If you’re still unsure about what options are available and are trying to make a decision based on which dorm you’re hoping to get this housing selection, or if the Dining website is too confusing for you, don’t worry. Here is an easy list of all the dining meal plans that are available and which dorms they’d be good for.
CC, SEAS, GS
If you’re a rising CC, SEAS, or GS sophomore and above (or grad student), there are four different dining plans.
If you’re always too lazy to cook, Plan A, which provides the most meals and Dining Dollars, may be the best meal plan for you. You will have to choose from these three options:
- Weekly ($2,342 per term): You get 14 meals per week and 200 Dining Dollars, plus 15 floating meals (which you can use anytime during the semester) and six guest meals.
- Term ($2,342 per term): You get 210 meals (so approximately 14 per week) and 200 Dining Dollars per term. Dining Dollars can be used at different dining locations on campus—for example, Café East takes your Dining Dollars. Dining Dollars are also tax-free.
- Meal Only ($2,142 per term): You get 210 meals per term.
Which dorm it’s good for: If you’re planning on living in a hall-style dorm (like Broadway, Schapiro, McBain, Harmony, or Wien), or in dorms with tiny, incompetent kitchens (cough cough Nussbaum), this dining plan might be the one for you.
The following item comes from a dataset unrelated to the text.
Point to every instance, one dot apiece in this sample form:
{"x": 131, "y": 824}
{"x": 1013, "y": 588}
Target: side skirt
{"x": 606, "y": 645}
If you are on financial aid, Columbia may cover your housing cost and up to 175 meals and 200 Dining Dollars or Flex per term, which is equivalent to Plan B. So if you’re on financial aid, choosing Plan B might be your best bet.
Plan B has two options you can choose from:
- Dining Dollars ($2,163 per term): You get 175 meals per term (or about 12 per week) and 200 Dining Dollars, plus six guest meals.
- Flex ($2,163 per term): You get 175 meals and 200 Flex, plus six guest meals. Flex is basically like Dining Dollars, but more flexible because you can use them at certain stores outside of the campus—however, purchases using Flex will be taxed. Click here if you want to know where Flex dollars are accepted.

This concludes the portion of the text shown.